Anyway, that's when you saw the idea of chronic Lyme take a nose dive. Suddenly researchers were saying hard to get, easy to treat. Forgotten were those 10-20% or more.
Meanwhile, key Lyme researchers decided to recharacterize Lyme symptoms. Why? Because they often could not resolve them. They often could not fix them. Overt signs of Lyme like facial palsy or encephalitis or giants swollen knees were categorized as Major Manifestations, while things like extreme weakness or exhaustion or pain or nausea or cognitive decline - these were called Minor Manifestations.
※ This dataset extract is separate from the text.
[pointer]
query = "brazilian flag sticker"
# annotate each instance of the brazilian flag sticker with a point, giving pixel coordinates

Going forward, a researcher could claim patients cured if Major Manifestations resolved, regardless of what was happening with Minor Manifestations. The patient may be bedridden, but no Major Manifestations, no more Lyme.
This was a watershed moment, and its impact is felt to this day. You can have vetted Lyme patients who received abx and who remain sick - even in a research setting - but they are told they no longer have Lyme. These are only subjective symptoms. Everyone has similar symptoms to one degree or another off and on in their lives etc etc.
Ok, but these were/are often validated Lyme patients who remain sick.
So if you're researchers invested in downplaying the Lyme threat, you create a foil. That foil was chronic Lyme. What they say about chronic Lyme is that there is no definition for it. That's silly. What they say about Lyme patients who are told their Lyme has gone chronic is that none of these patients likely ever had Lyme to begin with, and certainly not chronic Lyme because that doesn't even exist - even though there are articles and studies being published to this day that reference that 10-20% failure rate. And yes, clearly many of those chronic Lyme patients test positive on the CDC's 2 Tier protocol. Duh. But the public is not told that.
Which brings us to your point about building a better diagnostic mousetrap. Yes, we need one. We have three FDA approved Lyme metrics and each is an indirect diagnostic. There are good direct tests being developed but the CDC seems intent on fighting them all the way. Again, part of that is because many of these researchers have a finger in that $500,000,000 pie. It's almost as if this indirect testing status quo is preferred. Still there are DNA amplification tests - one in particular is by a guy named Dr. Lee who is suing the CDC. There also are urine antigen tests. There have even been forays into culturing (Advanced Labs). But the push back is swift and hard to overcome.
That's a long-winded way of saying that I doubt any good direct tests for Lyme, with an emphasis on Late Stage Lyme, because that is very different than Early Lyme, will appear any time soon. Early Lyme, yes, that will happen and is in fact quickly becoming a reality, like the urine antigen test I alluded to. But Late Stage? Don't bet on it.
Edit to Add: By the way, there is a slew of case studies of biopsied patients whose biopsies were of tissue samples from brains and hearts that demonstrate Lyme conclusively. But this diagnostic is mainly restricted to autopsies. One in particular is of a woman whose Lyme arc was eerily similar to mine. When she died they biopsied her brain, and it was a spirochete bonanza.